I have been playing with the National Bridge Inventory (NBI) data over the past few weeks and discovered a few things about the data. It all started when I imported the Texas data. I realized that there were a number of locations with two map markers. After some digging, I discovered that there are many cases of duplicated data, but only a few fields were duplicated. For example, the inspectors may have given multiple ID numbers for different aspects of a crossing, but utilized the same geographic coordinates. These duplications do provide more comprehensive information, but they only confuse the issue when we are attempting to build a general overview.
Eliminating these duplicates and cleaning out partial records are fairly simple database tasks. But I have been working on learning Python, so I thought this would be a great opportunity to learn a few new skills. I wrote a small program which opens the source data file, sifts through to remove duplicates and empty data strings, then saves the results to a new file. The program also changes the source data from fixed-width to comma delimited to better support importing the data into Google fusion tables.
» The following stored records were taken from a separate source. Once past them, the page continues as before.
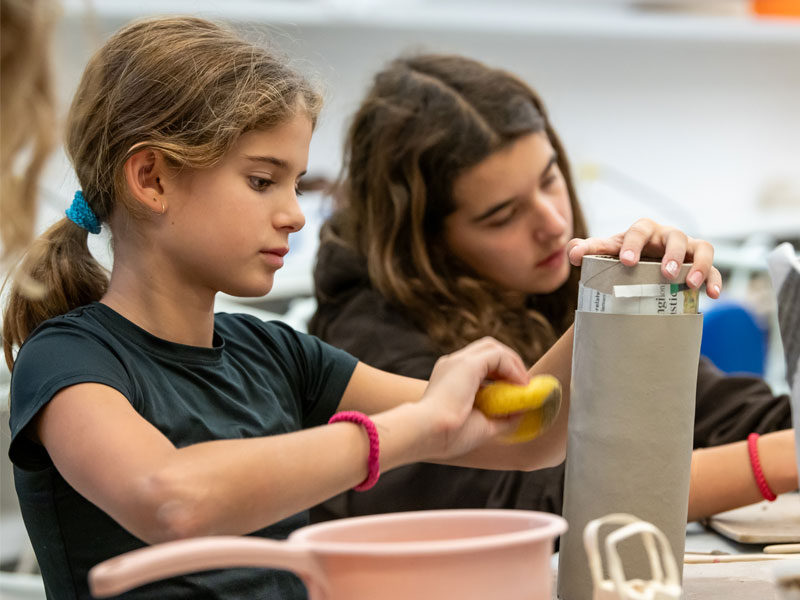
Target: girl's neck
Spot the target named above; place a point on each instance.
(161, 309)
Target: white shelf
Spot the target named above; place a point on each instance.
(601, 20)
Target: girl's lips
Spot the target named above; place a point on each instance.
(273, 258)
(554, 260)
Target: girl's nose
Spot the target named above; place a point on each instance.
(290, 216)
(549, 221)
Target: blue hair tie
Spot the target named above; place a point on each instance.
(80, 214)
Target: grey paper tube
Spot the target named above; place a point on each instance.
(631, 423)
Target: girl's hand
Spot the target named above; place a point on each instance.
(450, 395)
(648, 238)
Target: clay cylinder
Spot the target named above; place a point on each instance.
(631, 416)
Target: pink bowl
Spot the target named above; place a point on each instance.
(464, 554)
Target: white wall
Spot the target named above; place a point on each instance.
(703, 110)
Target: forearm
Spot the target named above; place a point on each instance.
(722, 477)
(239, 486)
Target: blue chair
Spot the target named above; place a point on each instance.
(733, 339)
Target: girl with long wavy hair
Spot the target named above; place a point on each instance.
(138, 414)
(455, 206)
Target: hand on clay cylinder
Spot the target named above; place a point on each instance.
(648, 238)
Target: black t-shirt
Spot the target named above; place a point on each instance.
(258, 379)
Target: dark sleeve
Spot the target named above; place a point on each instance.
(321, 372)
(47, 363)
(729, 407)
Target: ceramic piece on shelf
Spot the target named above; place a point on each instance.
(665, 580)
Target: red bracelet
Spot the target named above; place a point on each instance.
(761, 481)
(373, 461)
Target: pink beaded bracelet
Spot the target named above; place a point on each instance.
(373, 461)
(761, 481)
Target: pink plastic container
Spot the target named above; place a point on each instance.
(464, 554)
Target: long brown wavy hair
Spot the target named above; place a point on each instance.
(183, 86)
(427, 119)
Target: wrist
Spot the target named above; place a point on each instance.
(778, 460)
(406, 435)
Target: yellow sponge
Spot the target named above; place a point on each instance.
(540, 401)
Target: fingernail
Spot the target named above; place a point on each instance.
(672, 268)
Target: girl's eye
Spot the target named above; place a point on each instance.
(259, 183)
(505, 220)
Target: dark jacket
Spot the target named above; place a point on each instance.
(355, 317)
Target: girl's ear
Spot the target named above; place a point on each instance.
(144, 171)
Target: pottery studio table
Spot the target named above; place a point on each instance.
(746, 580)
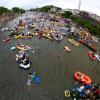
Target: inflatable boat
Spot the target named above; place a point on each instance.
(66, 48)
(6, 39)
(91, 55)
(97, 56)
(25, 66)
(82, 77)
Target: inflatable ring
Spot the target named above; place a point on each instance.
(67, 93)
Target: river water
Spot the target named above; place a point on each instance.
(55, 67)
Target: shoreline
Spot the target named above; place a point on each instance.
(5, 18)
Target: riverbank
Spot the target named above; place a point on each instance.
(55, 67)
(5, 18)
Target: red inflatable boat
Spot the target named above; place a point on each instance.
(91, 55)
(82, 78)
(6, 39)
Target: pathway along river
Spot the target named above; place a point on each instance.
(51, 62)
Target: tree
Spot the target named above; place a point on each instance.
(67, 14)
(4, 10)
(18, 10)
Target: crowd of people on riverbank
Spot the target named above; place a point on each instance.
(51, 27)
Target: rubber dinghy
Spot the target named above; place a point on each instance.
(91, 55)
(97, 56)
(66, 48)
(78, 76)
(25, 66)
(58, 37)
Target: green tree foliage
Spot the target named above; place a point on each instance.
(93, 28)
(67, 14)
(18, 10)
(4, 10)
(46, 8)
I plan to tweak the program some to improve the data conversion and start posting other states as I get them processed. I also want to build in-frame legends. For now, take a look at the Texas data below (subject to revision as time allows).
The logic for the processing follows:
Open the control file (this file contains the field names and the character positions, i.e. Latitude, 341:348)
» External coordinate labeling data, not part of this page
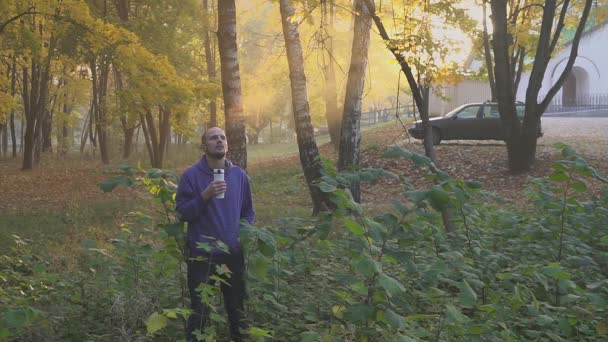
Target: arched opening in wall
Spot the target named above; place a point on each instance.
(575, 90)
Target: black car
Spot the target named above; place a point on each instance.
(472, 121)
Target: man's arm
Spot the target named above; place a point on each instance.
(247, 211)
(188, 202)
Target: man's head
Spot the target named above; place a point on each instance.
(214, 143)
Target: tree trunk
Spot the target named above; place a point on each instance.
(487, 53)
(210, 60)
(101, 73)
(35, 86)
(47, 132)
(420, 96)
(350, 136)
(332, 114)
(521, 138)
(429, 149)
(13, 134)
(12, 116)
(506, 96)
(4, 136)
(231, 83)
(84, 136)
(309, 152)
(47, 126)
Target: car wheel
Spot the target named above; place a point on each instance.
(436, 136)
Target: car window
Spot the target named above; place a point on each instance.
(468, 112)
(491, 111)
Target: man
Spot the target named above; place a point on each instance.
(213, 229)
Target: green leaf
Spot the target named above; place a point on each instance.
(174, 229)
(395, 320)
(397, 152)
(555, 271)
(18, 318)
(439, 198)
(109, 184)
(309, 336)
(325, 187)
(473, 184)
(155, 322)
(253, 331)
(559, 176)
(354, 227)
(366, 265)
(543, 320)
(579, 186)
(421, 160)
(358, 313)
(453, 315)
(416, 195)
(259, 267)
(597, 284)
(467, 296)
(477, 329)
(391, 285)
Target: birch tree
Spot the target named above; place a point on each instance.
(309, 152)
(350, 134)
(231, 82)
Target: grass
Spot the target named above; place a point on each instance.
(60, 231)
(277, 183)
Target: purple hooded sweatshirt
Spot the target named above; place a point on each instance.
(218, 218)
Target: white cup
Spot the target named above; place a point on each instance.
(218, 174)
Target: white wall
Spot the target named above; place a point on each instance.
(591, 63)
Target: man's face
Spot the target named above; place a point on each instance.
(215, 145)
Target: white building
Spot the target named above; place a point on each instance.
(588, 81)
(587, 84)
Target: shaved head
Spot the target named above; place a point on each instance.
(214, 143)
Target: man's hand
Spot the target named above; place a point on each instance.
(213, 189)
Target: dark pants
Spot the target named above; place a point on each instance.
(200, 272)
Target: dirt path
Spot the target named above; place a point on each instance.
(486, 162)
(59, 183)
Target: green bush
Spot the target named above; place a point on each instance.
(508, 274)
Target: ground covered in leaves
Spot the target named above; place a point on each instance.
(58, 183)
Read the field names from the control file and copy them to an array
Ask the user which field names to import and update the array with only those to keep. Need to keep both the name and field character positions.
Create a new data file for the output data
Open the data file
Loop through each line of the data file
For each line in the data file, loop through the control array and verify each piece of data. Some things to remember:
Latitudes and Longitudes in these files are provided in DMS format and need to be converted to decimal degrees.
Duplicate positions are not wanted – keep a copy of each position for comparison to the next. Throw away any duplicates. You can also do this later by looking for and keeping only unique values.
Some of the lines have empty data strings (especially the rating values). These may be either discarded or marked with a special character (i.e. -999) so they are easily recognized later. Remember that zero has a meaning in this data.
Build up a temporary string with each field read.
Write the temporary string to the output file.
Loop to the next line in the data file.
I set up my program to loop through and convert every data file in a specified folder. Texas and Louisiana each took about an hour to process. I haven’t written the program to run the spatial join to add the county data to each file. That comes next.
When I have a good weekend where I don’t have to work on other projects, I’ll set up another computer to crank through the rest of the states.